GateNLP / gate-lf-pytorch-json

PyTorch wrapper for the LearningFramework GATE plugin

Apache License 2.0

1 stars 2 forks source link

Make it possible to use the original format data #45

Closed johann-petrak closed 5 years ago

johann-petrak commented 5 years ago

Make it possible to use the original format data so that the model can make use of the actual text and use character embeddings or similar. This will be based on Xingyi's code from https://github.com/GateNLP/AbuseDetection Created branch 1905useorig for this.

johann-petrak commented 5 years ago

TODO: initially there will be a dependency on allennlp for use with the elmo models, figure out a way to remove that dependency. Either make the modelwrapperdefault only depend on this if an elmo model is actually used or have a look to see if we can just merge or reimplement the code needed. That way, only an actual ELMO-based model would depend on that library

johann-petrak commented 5 years ago

Probably best to delegate this to the module somehow: if we have the config parameters elmo or orig set it means that we use a module that needs the original data. In that case we will expect the module to have the methods needed in the the default wrapper in _apply_model

johann-petrak commented 5 years ago

The code by XS for training an elmo model uses a new method to split the validation set, but maybe we can make use of the batch generator code instead?

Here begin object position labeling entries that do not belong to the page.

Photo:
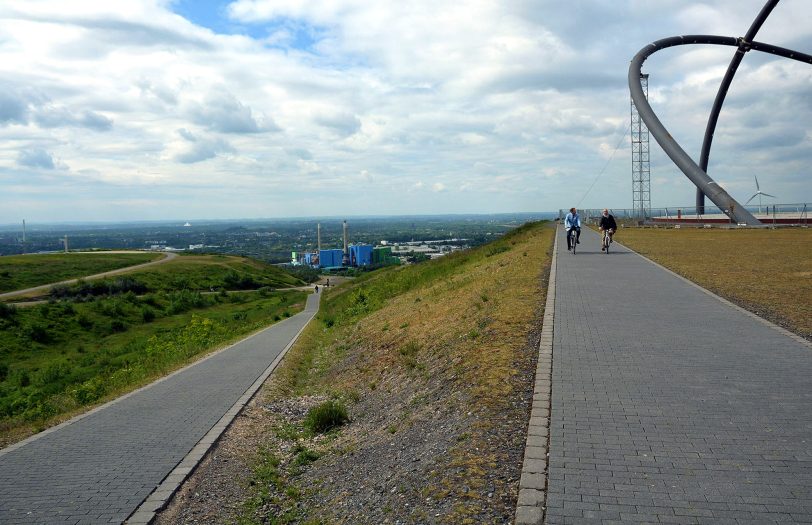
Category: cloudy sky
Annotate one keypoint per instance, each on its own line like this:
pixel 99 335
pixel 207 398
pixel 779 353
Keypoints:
pixel 158 109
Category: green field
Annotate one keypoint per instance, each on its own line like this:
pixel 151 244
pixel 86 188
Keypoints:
pixel 766 271
pixel 18 272
pixel 192 272
pixel 206 272
pixel 60 356
pixel 408 349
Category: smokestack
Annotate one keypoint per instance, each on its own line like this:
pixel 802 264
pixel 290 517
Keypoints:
pixel 346 259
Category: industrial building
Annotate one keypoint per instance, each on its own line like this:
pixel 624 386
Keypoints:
pixel 356 255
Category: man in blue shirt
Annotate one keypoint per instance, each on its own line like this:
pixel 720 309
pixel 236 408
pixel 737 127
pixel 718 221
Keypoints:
pixel 573 221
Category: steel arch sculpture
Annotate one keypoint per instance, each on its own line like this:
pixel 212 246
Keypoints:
pixel 696 173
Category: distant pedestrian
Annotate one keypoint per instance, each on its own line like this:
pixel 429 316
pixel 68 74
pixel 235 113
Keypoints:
pixel 573 222
pixel 607 226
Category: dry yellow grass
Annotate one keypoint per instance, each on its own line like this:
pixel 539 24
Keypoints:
pixel 766 271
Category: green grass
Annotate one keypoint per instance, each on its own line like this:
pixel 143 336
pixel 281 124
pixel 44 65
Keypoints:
pixel 209 272
pixel 395 337
pixel 58 357
pixel 326 416
pixel 18 272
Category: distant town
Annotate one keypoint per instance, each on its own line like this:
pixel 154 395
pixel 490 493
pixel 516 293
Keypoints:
pixel 280 241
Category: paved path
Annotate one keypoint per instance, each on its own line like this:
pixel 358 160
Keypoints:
pixel 668 405
pixel 98 469
pixel 167 256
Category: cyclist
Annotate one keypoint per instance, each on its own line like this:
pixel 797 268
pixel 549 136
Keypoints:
pixel 607 225
pixel 573 221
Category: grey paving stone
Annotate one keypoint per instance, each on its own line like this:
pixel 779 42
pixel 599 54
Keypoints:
pixel 526 515
pixel 108 462
pixel 687 409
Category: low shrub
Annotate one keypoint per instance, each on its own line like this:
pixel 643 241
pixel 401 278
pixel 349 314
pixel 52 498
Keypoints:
pixel 325 417
pixel 7 311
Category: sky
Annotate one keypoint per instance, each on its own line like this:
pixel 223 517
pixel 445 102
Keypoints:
pixel 158 109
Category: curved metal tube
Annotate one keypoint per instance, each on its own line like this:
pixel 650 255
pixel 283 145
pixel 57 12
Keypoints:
pixel 684 162
pixel 713 118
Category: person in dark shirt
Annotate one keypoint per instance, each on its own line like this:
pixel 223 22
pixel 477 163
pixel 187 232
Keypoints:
pixel 607 225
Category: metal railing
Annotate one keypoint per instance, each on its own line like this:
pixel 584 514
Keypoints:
pixel 774 214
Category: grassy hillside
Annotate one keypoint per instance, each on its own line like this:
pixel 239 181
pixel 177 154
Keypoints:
pixel 58 357
pixel 435 363
pixel 190 272
pixel 25 271
pixel 766 271
pixel 203 272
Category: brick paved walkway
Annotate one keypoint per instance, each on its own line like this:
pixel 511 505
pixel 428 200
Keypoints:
pixel 100 468
pixel 669 406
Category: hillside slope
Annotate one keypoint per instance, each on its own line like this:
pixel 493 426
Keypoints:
pixel 435 364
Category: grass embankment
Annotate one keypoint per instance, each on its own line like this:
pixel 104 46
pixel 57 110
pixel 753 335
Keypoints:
pixel 206 272
pixel 435 362
pixel 18 272
pixel 768 272
pixel 58 357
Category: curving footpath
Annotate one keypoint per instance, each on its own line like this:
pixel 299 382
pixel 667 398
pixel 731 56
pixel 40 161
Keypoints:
pixel 668 403
pixel 102 466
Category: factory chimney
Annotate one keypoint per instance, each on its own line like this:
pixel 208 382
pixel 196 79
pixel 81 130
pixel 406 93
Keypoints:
pixel 346 259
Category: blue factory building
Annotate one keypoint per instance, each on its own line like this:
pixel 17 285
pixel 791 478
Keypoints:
pixel 330 258
pixel 360 255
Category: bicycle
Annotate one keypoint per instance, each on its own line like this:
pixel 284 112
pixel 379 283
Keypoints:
pixel 572 239
pixel 606 240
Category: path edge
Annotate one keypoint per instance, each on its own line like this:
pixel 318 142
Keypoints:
pixel 79 417
pixel 726 302
pixel 532 500
pixel 146 512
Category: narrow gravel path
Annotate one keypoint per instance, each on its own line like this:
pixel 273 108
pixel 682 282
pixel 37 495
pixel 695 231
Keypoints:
pixel 99 467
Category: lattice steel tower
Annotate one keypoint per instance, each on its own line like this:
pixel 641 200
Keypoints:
pixel 641 170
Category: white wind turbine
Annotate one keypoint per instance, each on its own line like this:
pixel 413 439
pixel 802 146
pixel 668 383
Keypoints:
pixel 758 194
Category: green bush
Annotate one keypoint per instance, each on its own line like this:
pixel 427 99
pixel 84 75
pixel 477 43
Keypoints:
pixel 7 311
pixel 325 417
pixel 37 333
pixel 147 314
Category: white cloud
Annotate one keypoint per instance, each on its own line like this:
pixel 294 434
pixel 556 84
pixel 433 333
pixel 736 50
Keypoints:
pixel 517 102
pixel 36 158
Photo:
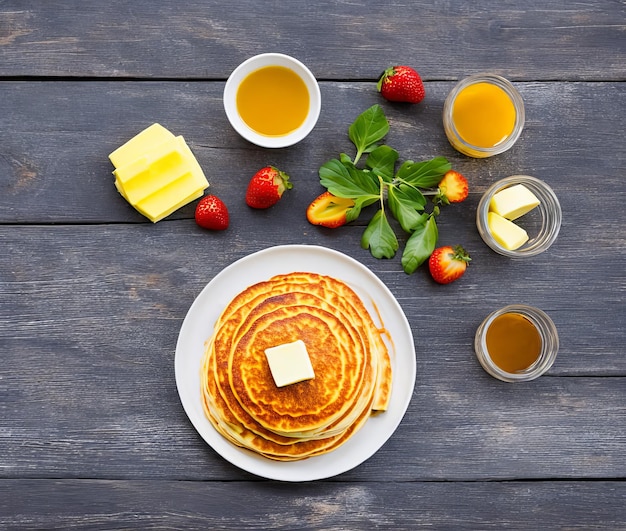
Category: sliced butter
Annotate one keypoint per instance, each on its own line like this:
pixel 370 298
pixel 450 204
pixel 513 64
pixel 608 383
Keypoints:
pixel 505 232
pixel 149 138
pixel 513 202
pixel 157 173
pixel 289 363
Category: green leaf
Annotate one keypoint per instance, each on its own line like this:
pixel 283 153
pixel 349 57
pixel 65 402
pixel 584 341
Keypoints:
pixel 359 203
pixel 420 245
pixel 379 237
pixel 343 179
pixel 370 127
pixel 424 174
pixel 405 209
pixel 382 162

johann-petrak commented 5 years ago

After merging the fix for #34 the default doc classification results stay the same.

Problem when texting the module TextClassCnnSingleElmo: no proper error handling if elmo model file is missing / not specified.

johann-petrak commented 5 years ago

TODO 1: once we know we do not need the the converted data, avoid generating it. TODO 2: see of we can move the code to generate the target indices from the literal target strings into the module for all training situations

johann-petrak commented 5 years ago

TODO 2: for now we do this in the wrapper, since the proper way to move this into the module is to move the whole evaluation code (either inherit a proper default or override a specific way to do it, e.g. for CNNs)

johann-petrak commented 5 years ago

OK, TODO1 works: if we have elmo/orig, no conversion is done and therefore also no converted dataset kept around.

johann-petrak commented 5 years ago

Quick test of application: seems to work. This can get merged now.